How to Give a Rescue Animal as a Gift

You know the scene: a kid hanging out downstairs in pajamas with feet. She ran to open her holiday presents and shed tears of joy as she hugged a new puppy rescued from a crowded shelter. The music plays, the heart grows bigger, and faith in humanity is restored.

While it’s a sweet thought, surprising a lover and sentient being together is not a decision that should be taken lightly. Before taking this step, there are a few things to consider.

First is the element of surprise. “The timing can be a surprise, but this animal definitely shouldn’t be a surprise,” said Leslie Granger, president and CEO of Bideawee, a New York shelter and animal welfare organization. The decision should be based on multiple conversations, with everyone involved understanding the long-term implications – including children. Parents may consider assigning responsibilities to their children before the new pet comes home.

Next, you’ll choose whether to adopt from a shelter or from a rescue. Shelters are usually government-funded, tend to be larger and process applications faster. They offer physical locations where you can meet many animals at once. They are full of cute animals all over the country. Rescues are small and funded by donations; they often rely on foster care for animals.

Whichever you choose, here’s a tip: Apply and get approved as an adopter before you find a new family member. Applications and their processing times vary and may include tasks such as proving that your landlord allows pets. Check to see if you can apply online, and if you’re applying in person, make sure you know what to bring.

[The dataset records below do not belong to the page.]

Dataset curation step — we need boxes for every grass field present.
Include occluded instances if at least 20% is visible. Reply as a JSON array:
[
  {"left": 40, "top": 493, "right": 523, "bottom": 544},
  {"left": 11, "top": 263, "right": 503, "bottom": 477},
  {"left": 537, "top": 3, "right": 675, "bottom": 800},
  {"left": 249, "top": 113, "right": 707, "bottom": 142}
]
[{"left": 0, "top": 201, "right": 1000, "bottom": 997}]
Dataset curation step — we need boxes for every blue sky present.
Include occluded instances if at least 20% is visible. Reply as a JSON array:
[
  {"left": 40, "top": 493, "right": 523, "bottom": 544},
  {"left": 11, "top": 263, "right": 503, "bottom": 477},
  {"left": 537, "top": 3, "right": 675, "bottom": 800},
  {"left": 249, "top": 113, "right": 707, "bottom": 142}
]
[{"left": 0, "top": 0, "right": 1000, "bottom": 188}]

If you’re worried about the enormous responsibility of choosing someone else’s best friend, Katie Hansen, director of marketing and communications for Animal Care in New York City, recommends wrapping a leash or litter box as a surprise, then bringing the prospective pet owner to the shelter. Julie Castle, chief executive of Best Friends Animal Society, said some shelters were offering gift certificates to cover adoption costs. “You can achieve this in a thoughtful way, not just with animals showing up at your house on Christmas morning,” Castle says.

I adopted my dog ​​Peter in the spring. He didn’t jump out of a box with a red bow on his collar; I didn’t cry in surprise. We came into each other’s lives without any holiday fanfare. But every day, I wake up to his dripping nose and perfect dog breath. I can’t think of a better gift than this.